Sur le manque d'un patron au milieu

« Ce n’est pas un patron qu'il manque, c’est une ambiance globale. Je trouve que les joueurs ne se parlent pas. C’est un groupe qui vit ensemble depuis deux-trois ans, il y a peut-être certaines choses que je ne sais pas, mais je trouve que dans la solidarité, à part des petit groupe, il n’y a pas de communication. Quand vous jouez dans un stade vide, l’avantage c’est d’entendre ce qui se dit. Nous, les entraineurs les premiers. Et à Monaco, c’était flagrant. Les joueurs de Monaco se parlaient, et nous, peu de discussions… On n’est pas toujours obligés de rester muets sut des actions ».

Sur les prestations décevantes de Pablo

« Pablo, quand je suis arrivé, il était en rééducation. Aujourd’hui, quand il alterne le bon ou le moins bon, il faut être tolérant avec lui parce qu’on ne se relève pas comme ça d’une opération du genou ».
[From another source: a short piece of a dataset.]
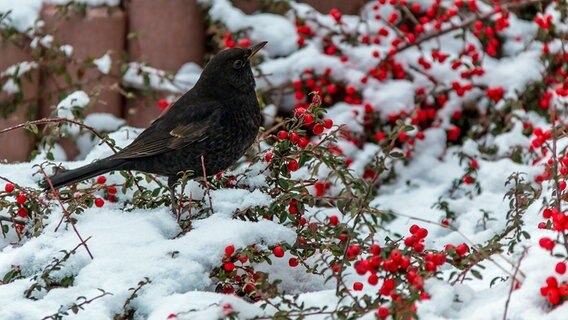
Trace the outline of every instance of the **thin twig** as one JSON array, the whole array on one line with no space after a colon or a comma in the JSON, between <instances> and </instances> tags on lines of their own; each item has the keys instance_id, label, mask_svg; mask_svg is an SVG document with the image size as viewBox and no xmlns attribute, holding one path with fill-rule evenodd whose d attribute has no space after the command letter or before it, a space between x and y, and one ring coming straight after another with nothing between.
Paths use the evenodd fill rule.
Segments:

Sur la comparaison avec l'équipe du titre de 2009

« Est-ce que je me suis demandé ce que je faisais ici ? Non parce que je savais que ça allait être dur, mais je vivais de souvenirs ici magnifiques. On a quand même connu trois ans tout en haut, avec des gens autour qui nous aimaient, avec un président qui était omniprésent avec nous, dans la bonne humeur et dans les colères aussi. Je savais que ça serait difficile, mais je peux vous assurer que je vais tout faire pour y arriver ».